Monitoring the Vancouver Police Department’s performance, investigating the effectiveness of the city’s cybersecurity program and a look at how the city is adapting to climate change are on the new auditor general’s to-do list over the next three years.
Mike Macdonell finalized his office’s audit plan last week and it was posted to the independent agency’s website Jan. 28. City council nor city staff had final approval on areas to be reviewed by Macdonell, whose first day on the job was in September.
“I took a number of factors into account when preparing this plan including risks facing the city, the significance of programs, potential return on investment, concerns expressed by members of council, city managers and members of the public, and my office’s capacity,” Macdonell wrote in a preamble to his report.
“And while I have sought input, consistent with the independent nature of this office, ultimately the choice of audits remains entirely mine.”
Macdonell is still assembling his team and expects to have eight people in place by April.
'Demonstrate fiscal responsibility'
This year, his office is scheduled to audit the city’s purchases of office furnishings, the administration of building permit fees, lease agreements of properties with third parties and services the city receives from contractors.
The audit of the police department is scheduled to begin in 2023, with some details on scope of the investigation included in the plan. Macdonell noted the VPD represents more than 20 per cent of the city’s total $1.7 billion budget.
“This makes it particularly important that the police services demonstrate fiscal accountability and transparency,” he wrote. “This audit will examine the framework used to demonstrate the quality, adequacy and cost effectiveness of the Vancouver Police Department.”
Also scheduled for 2023 is a look at the city’s efforts to address climate change, which will most likely mean an examination of the city council-driven $500-million climate emergency action plan.
“As a coastal city, Vancouver is on the front lines in dealing with the effects of climate change,” Macdonell said. “This audit will examine the city’s efforts to prepare and adapt to expected environmental changes.”
The city’s cybersecurity program is on Macdonell’s agenda for 2024.
“Cybersecurity is often likened to an arms race between organizations constantly seeking to defend against unwanted digital intrusions and hackers continuously seeking ways around these defences,” he said, noting the audit will focus on whether the city’s program is effective in combatting such attacks.
Contacted Monday via email, Macdonell said there was nothing more he could say about specific projects identified in the plan.

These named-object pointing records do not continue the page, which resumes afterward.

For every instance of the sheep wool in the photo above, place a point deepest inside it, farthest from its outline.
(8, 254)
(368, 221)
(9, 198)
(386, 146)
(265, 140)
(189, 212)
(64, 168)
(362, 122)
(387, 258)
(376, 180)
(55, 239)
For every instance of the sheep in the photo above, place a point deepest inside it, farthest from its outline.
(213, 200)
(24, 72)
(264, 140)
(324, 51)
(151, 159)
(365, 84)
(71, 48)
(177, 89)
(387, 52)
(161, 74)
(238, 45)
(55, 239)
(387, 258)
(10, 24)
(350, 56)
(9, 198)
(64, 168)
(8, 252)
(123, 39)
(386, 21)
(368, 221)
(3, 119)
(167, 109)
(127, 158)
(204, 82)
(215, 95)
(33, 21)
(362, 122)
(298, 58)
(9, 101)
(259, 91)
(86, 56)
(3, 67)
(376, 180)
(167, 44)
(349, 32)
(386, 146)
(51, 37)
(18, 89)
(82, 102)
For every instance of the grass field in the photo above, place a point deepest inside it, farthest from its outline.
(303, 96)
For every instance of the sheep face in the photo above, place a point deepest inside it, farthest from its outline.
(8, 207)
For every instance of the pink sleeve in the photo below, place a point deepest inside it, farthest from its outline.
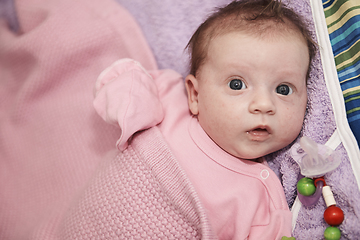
(278, 226)
(126, 95)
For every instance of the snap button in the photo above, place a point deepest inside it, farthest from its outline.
(264, 174)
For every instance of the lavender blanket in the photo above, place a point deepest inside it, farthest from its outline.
(168, 25)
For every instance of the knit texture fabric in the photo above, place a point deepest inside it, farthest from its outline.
(140, 194)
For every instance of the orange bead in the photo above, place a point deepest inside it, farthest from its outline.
(333, 216)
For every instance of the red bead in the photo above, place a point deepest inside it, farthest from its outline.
(333, 216)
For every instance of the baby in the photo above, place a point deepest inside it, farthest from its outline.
(247, 96)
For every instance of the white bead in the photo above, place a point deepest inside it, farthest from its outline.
(328, 196)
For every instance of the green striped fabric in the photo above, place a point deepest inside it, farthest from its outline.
(343, 22)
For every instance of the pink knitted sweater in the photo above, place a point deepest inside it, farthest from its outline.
(140, 194)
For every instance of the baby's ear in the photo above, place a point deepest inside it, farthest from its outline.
(191, 84)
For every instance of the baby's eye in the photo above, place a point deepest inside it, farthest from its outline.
(284, 89)
(237, 84)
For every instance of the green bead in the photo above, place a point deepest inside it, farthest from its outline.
(306, 186)
(332, 233)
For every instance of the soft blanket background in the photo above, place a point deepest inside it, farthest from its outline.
(52, 142)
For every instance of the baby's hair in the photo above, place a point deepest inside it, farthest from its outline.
(257, 17)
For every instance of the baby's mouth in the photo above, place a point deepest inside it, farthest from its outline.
(259, 133)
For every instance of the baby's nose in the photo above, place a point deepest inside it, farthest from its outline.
(262, 102)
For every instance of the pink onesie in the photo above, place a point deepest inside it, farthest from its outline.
(243, 199)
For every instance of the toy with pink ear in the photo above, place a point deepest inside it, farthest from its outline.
(315, 161)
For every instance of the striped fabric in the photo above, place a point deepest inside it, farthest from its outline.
(343, 21)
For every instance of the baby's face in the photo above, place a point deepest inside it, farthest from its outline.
(250, 95)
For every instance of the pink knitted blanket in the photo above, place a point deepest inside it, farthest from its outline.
(51, 139)
(140, 194)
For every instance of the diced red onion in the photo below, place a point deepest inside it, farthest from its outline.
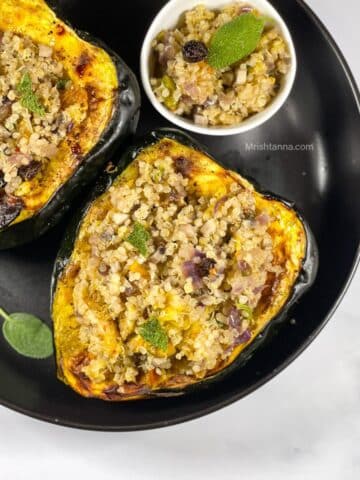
(190, 271)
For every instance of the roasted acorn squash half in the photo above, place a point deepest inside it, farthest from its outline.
(66, 102)
(170, 272)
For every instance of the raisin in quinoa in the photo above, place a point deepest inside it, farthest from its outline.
(194, 281)
(28, 139)
(209, 97)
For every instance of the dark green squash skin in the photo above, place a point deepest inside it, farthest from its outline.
(122, 124)
(304, 282)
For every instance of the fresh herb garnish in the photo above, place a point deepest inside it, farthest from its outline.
(249, 313)
(61, 84)
(152, 332)
(157, 174)
(139, 238)
(28, 98)
(235, 40)
(27, 334)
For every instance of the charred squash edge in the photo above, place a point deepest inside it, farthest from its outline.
(304, 281)
(122, 124)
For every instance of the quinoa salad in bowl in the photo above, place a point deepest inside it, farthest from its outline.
(218, 70)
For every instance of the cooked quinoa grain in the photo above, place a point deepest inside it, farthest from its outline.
(208, 97)
(160, 283)
(29, 137)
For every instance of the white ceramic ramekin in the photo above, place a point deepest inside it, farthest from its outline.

“The projects identified represent a high-level expression of interest,” he said.
“Each audit will begin with the gathering of preliminary information, which will be used to refine and focus the audit scope. It would be inappropriate for me to comment further until that work has been done.”
Real estate and property development
Other areas of investigation include a review of the city’s risk management process, how the city and park board coordinate maintenance and other services between them, a look at the city’s new equity framework, the distribution of community grants and the city’s plan for its aging capital infrastructure.
Coun. Colleen Hardwick led council’s charge to get an independent auditor in place.
Reached Monday via email, Hardwick agreed an audit of the VPD’s budget made sense, considering it was one of the city’s larger areas of expense.
“I have interest in other areas that are not covered in this report, particularly in the area of real estate and property development,” she said, but noted Macdonell pointed out in his plan that his office will be responsive to changing priorities over time.
“That said, a key characteristic of the Office of the Auditor General is its independence. Council cannot direct the [office] as to what audit areas they pursue.”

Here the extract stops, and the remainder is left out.